This page includes an interactive code editor. Try modifying and running the examples!

Pandas Performance Optimization

Performance optimization is crucial when working with large datasets in pandas. This guide covers techniques to make your pandas code faster and more memory-efficient.

1. Memory Usage Optimization

Reduce memory footprint by optimizing data types.

Downcast numerical types: Use smallest possible integer/float types
Use categories: Convert low-cardinality strings to category dtype
Sparse data: Use sparse arrays for data with many zeros
Memory profiling: Monitor usage with memory_usage()

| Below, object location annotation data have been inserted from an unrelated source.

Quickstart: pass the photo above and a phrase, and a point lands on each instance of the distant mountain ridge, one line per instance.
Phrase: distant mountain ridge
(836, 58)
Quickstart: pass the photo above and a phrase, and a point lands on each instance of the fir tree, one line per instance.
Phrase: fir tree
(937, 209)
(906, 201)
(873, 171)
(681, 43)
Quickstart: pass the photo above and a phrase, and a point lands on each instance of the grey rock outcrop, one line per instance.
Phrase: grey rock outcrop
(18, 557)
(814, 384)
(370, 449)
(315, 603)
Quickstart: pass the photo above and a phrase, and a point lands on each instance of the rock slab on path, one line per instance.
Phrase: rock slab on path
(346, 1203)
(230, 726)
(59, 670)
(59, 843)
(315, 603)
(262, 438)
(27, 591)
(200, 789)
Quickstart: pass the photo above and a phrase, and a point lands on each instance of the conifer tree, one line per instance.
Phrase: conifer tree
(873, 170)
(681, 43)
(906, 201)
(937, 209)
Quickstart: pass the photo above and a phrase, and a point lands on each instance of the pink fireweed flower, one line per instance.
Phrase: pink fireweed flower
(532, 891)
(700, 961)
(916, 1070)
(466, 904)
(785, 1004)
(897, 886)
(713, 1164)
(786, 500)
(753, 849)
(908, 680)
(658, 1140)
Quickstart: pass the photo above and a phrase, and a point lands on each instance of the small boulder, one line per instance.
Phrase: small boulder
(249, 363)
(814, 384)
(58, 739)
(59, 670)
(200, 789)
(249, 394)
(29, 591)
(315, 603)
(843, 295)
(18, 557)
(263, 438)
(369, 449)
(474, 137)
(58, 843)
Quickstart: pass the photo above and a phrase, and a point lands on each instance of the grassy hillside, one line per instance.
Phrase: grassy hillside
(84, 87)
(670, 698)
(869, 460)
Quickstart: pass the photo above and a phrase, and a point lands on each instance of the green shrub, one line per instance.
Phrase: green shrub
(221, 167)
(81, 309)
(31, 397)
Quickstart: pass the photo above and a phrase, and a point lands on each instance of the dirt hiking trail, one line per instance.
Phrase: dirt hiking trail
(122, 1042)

Data Type	Memory Usage	Optimization
`int64`	8 bytes	Downcast to `int8`/`int16`/`int32`
`float64`	8 bytes	Downcast to `float32`
`object` (strings)	Variable	Convert to `category` if low cardinality
`bool`	1 byte	Use `boolean` dtype

2. Vectorized Operations

Avoid loops and use vectorized operations for better performance.

# SLOW: Using iterrows
for index, row in df.iterrows():
    df.loc[index, 'new_col'] = row['col1'] * 2

# FAST: Vectorized operation
df['new_col'] = df['col1'] * 2

# SLOW: Using apply with lambda
df['new_col'] = df['col1'].apply(lambda x: x * 2)

# FAST: Built-in methods
df['new_col'] = df['col1'] * 2

3. Efficient Data Filtering

Choose the right method for filtering data.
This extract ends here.